Communication indispensable
La communication est également au cœur de la transition digitale de la fondation. Au-delà des portails pour les assurés ou les entreprises, ce virage implique également les échanges de données tout au long de la chaîne de valorisation de la prévoyance professionnelle. «Un mouvement qui devrait être pleinement stabilisé d’ici une dizaine d’années», a insisté Francis Bouvier. En attendant, la mise sur pied d’interfaces communes demande des investissements, qui sont autant d’accélérateurs «de la concentration en cours de l’univers des caisses de pensions». AVENA poursuit, elle, sa croissance. Le défi aujourd’hui, a relevé le directeur, est de «continuer à accueillir de nouveaux adhérents et adhérentes tout en fournissant la même qualité de service».
À propos de financement, Francis Bouvier a rappelé quelques données clés de la prévoyance professionnelle sur la base des chiffres d’AVENA. Ainsi, la moyenne des avoirs à la retraite avoisine CHF 340 000, ce qui, vu sous l’angle de la médiane, donne CHF 1900 par mois de rente. Des chiffres qui soulignent l’importance de faire comprendre aux employées et employés la nécessité de se préoccuper assez tôt de leur retraite.
Croissance de 1% en Suisse
AVENA présentait à fin septembre un taux de couverture de 104,1%. Reflet notamment de la bonne tenue des marchés financiers durant la première partie de l’année, après un exercice 2022 fortement teintée de rouge. Les bourses constituent d’ailleurs, selon Attilio Zanetti, membre suppléant de la direction générale de la Banque nationale suisse (BNS), le principal risque pour la croissance suisse l’an prochain. Sa crainte? Qu’une croissance résistante et une inflation persistante ne déjouent les anticipations des marchés. Alors, on pourrait assister à une réévaluation des actifs.

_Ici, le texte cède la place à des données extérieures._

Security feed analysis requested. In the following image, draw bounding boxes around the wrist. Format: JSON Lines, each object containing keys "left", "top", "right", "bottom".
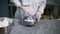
{"left": 18, "top": 5, "right": 23, "bottom": 9}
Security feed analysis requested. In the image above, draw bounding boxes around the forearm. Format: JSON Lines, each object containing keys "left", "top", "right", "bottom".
{"left": 12, "top": 0, "right": 21, "bottom": 7}
{"left": 12, "top": 0, "right": 25, "bottom": 11}
{"left": 12, "top": 0, "right": 29, "bottom": 14}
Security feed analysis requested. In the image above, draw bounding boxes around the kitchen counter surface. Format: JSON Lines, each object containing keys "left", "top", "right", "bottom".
{"left": 10, "top": 19, "right": 60, "bottom": 34}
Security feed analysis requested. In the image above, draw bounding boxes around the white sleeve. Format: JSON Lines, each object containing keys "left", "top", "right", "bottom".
{"left": 38, "top": 0, "right": 46, "bottom": 14}
{"left": 12, "top": 0, "right": 21, "bottom": 7}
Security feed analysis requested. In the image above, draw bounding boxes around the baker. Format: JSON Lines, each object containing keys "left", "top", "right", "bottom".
{"left": 12, "top": 0, "right": 46, "bottom": 21}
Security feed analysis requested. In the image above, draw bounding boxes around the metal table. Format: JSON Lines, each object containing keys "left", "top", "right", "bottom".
{"left": 10, "top": 19, "right": 60, "bottom": 34}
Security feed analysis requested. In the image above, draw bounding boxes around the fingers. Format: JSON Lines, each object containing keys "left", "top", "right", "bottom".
{"left": 25, "top": 11, "right": 30, "bottom": 16}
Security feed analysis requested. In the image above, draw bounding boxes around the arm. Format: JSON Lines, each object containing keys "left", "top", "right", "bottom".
{"left": 12, "top": 0, "right": 25, "bottom": 9}
{"left": 12, "top": 0, "right": 29, "bottom": 14}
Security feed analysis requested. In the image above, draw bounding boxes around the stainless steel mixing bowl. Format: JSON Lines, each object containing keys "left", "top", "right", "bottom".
{"left": 23, "top": 15, "right": 37, "bottom": 27}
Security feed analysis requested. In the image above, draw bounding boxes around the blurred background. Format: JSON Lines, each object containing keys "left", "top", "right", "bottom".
{"left": 0, "top": 0, "right": 60, "bottom": 19}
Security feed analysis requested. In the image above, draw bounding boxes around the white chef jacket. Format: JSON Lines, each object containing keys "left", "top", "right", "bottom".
{"left": 12, "top": 0, "right": 46, "bottom": 19}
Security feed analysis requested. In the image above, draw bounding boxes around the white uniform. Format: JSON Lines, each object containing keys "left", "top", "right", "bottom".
{"left": 12, "top": 0, "right": 46, "bottom": 20}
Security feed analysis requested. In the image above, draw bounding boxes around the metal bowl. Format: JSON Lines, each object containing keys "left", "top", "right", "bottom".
{"left": 23, "top": 15, "right": 37, "bottom": 27}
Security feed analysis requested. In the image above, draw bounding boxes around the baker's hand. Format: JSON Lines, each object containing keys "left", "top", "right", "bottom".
{"left": 18, "top": 5, "right": 30, "bottom": 15}
{"left": 35, "top": 12, "right": 42, "bottom": 21}
{"left": 24, "top": 10, "right": 30, "bottom": 16}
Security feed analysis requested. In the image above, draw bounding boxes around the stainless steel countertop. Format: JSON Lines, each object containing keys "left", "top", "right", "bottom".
{"left": 10, "top": 19, "right": 60, "bottom": 34}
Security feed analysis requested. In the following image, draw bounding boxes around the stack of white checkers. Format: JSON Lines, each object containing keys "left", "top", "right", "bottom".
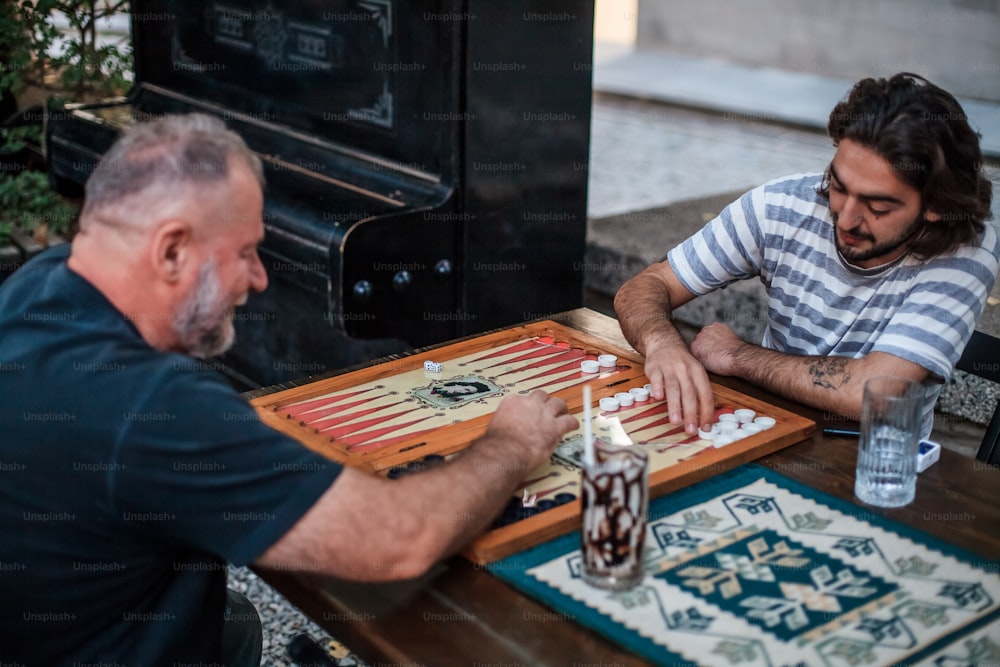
{"left": 595, "top": 383, "right": 776, "bottom": 448}
{"left": 597, "top": 385, "right": 651, "bottom": 412}
{"left": 698, "top": 409, "right": 776, "bottom": 447}
{"left": 580, "top": 354, "right": 620, "bottom": 374}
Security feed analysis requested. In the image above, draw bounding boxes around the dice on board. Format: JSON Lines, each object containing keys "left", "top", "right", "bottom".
{"left": 424, "top": 360, "right": 443, "bottom": 373}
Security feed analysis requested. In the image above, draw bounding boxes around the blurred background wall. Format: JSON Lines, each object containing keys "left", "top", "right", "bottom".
{"left": 597, "top": 0, "right": 1000, "bottom": 102}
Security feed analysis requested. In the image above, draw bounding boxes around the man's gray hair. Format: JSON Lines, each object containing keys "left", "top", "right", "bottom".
{"left": 80, "top": 113, "right": 264, "bottom": 228}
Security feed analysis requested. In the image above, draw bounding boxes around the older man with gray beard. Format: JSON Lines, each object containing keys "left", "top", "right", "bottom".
{"left": 0, "top": 114, "right": 576, "bottom": 665}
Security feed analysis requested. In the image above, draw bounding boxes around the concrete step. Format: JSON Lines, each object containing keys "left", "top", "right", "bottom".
{"left": 592, "top": 49, "right": 1000, "bottom": 159}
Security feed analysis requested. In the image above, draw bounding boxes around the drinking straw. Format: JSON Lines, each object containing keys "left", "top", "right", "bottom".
{"left": 583, "top": 384, "right": 595, "bottom": 466}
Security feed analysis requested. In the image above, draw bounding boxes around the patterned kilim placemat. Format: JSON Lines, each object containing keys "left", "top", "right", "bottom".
{"left": 488, "top": 464, "right": 1000, "bottom": 666}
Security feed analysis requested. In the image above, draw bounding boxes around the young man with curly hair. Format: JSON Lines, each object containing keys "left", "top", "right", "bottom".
{"left": 615, "top": 73, "right": 999, "bottom": 439}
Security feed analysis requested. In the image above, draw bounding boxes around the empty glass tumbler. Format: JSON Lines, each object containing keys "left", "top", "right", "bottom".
{"left": 854, "top": 376, "right": 924, "bottom": 508}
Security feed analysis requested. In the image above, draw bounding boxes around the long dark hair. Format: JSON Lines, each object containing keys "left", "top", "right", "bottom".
{"left": 819, "top": 73, "right": 991, "bottom": 258}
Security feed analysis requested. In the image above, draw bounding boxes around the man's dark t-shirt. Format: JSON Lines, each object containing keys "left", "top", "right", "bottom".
{"left": 0, "top": 245, "right": 340, "bottom": 664}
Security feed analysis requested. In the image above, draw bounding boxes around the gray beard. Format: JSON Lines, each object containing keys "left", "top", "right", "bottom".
{"left": 173, "top": 260, "right": 234, "bottom": 359}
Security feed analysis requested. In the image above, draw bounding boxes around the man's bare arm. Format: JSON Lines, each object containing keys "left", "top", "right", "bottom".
{"left": 254, "top": 391, "right": 577, "bottom": 581}
{"left": 614, "top": 261, "right": 716, "bottom": 432}
{"left": 690, "top": 322, "right": 929, "bottom": 419}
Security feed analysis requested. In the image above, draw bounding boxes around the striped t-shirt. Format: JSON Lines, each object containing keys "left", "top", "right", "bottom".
{"left": 668, "top": 172, "right": 1000, "bottom": 438}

Pour 2023, Attilio Zanetti a rappelé que la BNS tablait sur une croissance de 1% pour la Suisse. Petite économie ouverte, elle pâtit du ralentissement de l’activité en Europe – particulièrement en Allemagne – ou encore en Chine et des premiers effets de la hausse des taux sur l’activité. Mais, elle est soutenue par une demande intérieure dynamique grâce à un marché de l’emploi solide.
Le resserrement monétaire engagé en juin 2022 a permis de faire refluer l’inflation. La BNS reste cependant vigilante, afin d’assurer sa mission, soit la stabilité des prix. «Une stabilité des prix qui fait partie intégrante du modèle d’affaires suisse, qui permet aux entreprises de créer de l’emploi, de payer les retraites». C’est ça, a-t-il conclu, «le lien entre les caisses de pensions et la BNS.»
Les retraites devraient ainsi rester sous les feux de la rampe en 2024 d’abord et durant l’ensemble du mandat de quatre ans qu’entame le nouveau Conseil d’AVENA.